The preservation of culture is chiefly a cause of conservatives; that of the environment, liberals. I will not attempt to distinguish how many conservatives are greatly concerned about the environment without having made a name for it, any more than I will try to distinguish the other cause in their rivals. Let it be enough that they have each made their respective reputations and that those reputations, however unjust, are not random.
The natural environment suffers from pollution and overuse; culture, from pollution and neglect. Physical consequence demonstrates the importance of the physical world; elective behavior indicates the importance of culture. The environment is tangible; culture, abstract. The first sustains life; the other, civilization. And as neither party is worth a Wiemar pfennig without life and civilization, so they must admit their interest in both.
There are numerous close, if not strict, analogies to be made between the physical and intellectual worlds. And since so much has been written on behalf of their obstinately opposed proponents, the reader may be pleased to find a few words on their similarities and complement.
The physical world gives us our diet, is constitutional and formative, gives us strength and stature. The intellectual word is alike a diet to us, constitutional and formative, giving us intelligence and judgment, range and penetration, sympathy and caution.
The physical and intellectual worlds are both adjacencies, communities, capable of spreading controversy and agreement, prosperity and poverty, facility and disease, and foster independence or the contrary according to the dispositions of the powers of each.
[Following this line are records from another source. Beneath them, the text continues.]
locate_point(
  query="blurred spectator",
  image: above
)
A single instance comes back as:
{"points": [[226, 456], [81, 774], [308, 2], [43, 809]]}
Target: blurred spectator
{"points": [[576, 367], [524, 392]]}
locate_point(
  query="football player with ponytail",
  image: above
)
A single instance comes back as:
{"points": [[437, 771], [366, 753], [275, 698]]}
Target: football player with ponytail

One should not doubt the power of culture more than the power of earth. It is useless to speak of mental abuse and deny that the mind may be abused; to speak of hurtful words and deny the power of words to harm; to speak of the inspiration of art and deny its power to oppress. All things are horrible, delightful or indifferent, according to their usage and their potency.
One should not deny the power of overuse to harm that which is limited and which we cannot create.
One should not deny the power of neglect to destroy that which depends on our creation and our maintenance.
Pollution is relative, like the nomination of weeds, which are no weeds at all where they are not rampant and consuming. There is that in other worlds which is destruction on earth, and that on earth which is destruction abroad.
The pollution of anything is defined by the dissolution of that body to which it is introduced or the destruction of the invader by the body. A weed is a weed when it ruins the farmer’s crops, and the crop is ruined when he loses that which people go to the market to buy, or when that which he sells poisons those who eat it.
The culture is ruined when it supplies what is not desired; or, being desired, disorders them who consume it.
Nature is tended for our sustenance and ease; culture, for our understanding and pleasure.
Every season, the caretaker must carefully inspect his charge. Houses rot from dark spaces, trees die of creeping plagues, the devouring worm is hidden by the leaf. And all disasters are a warning never to be reckless of anything, not even (where the worst is on the wing) of time.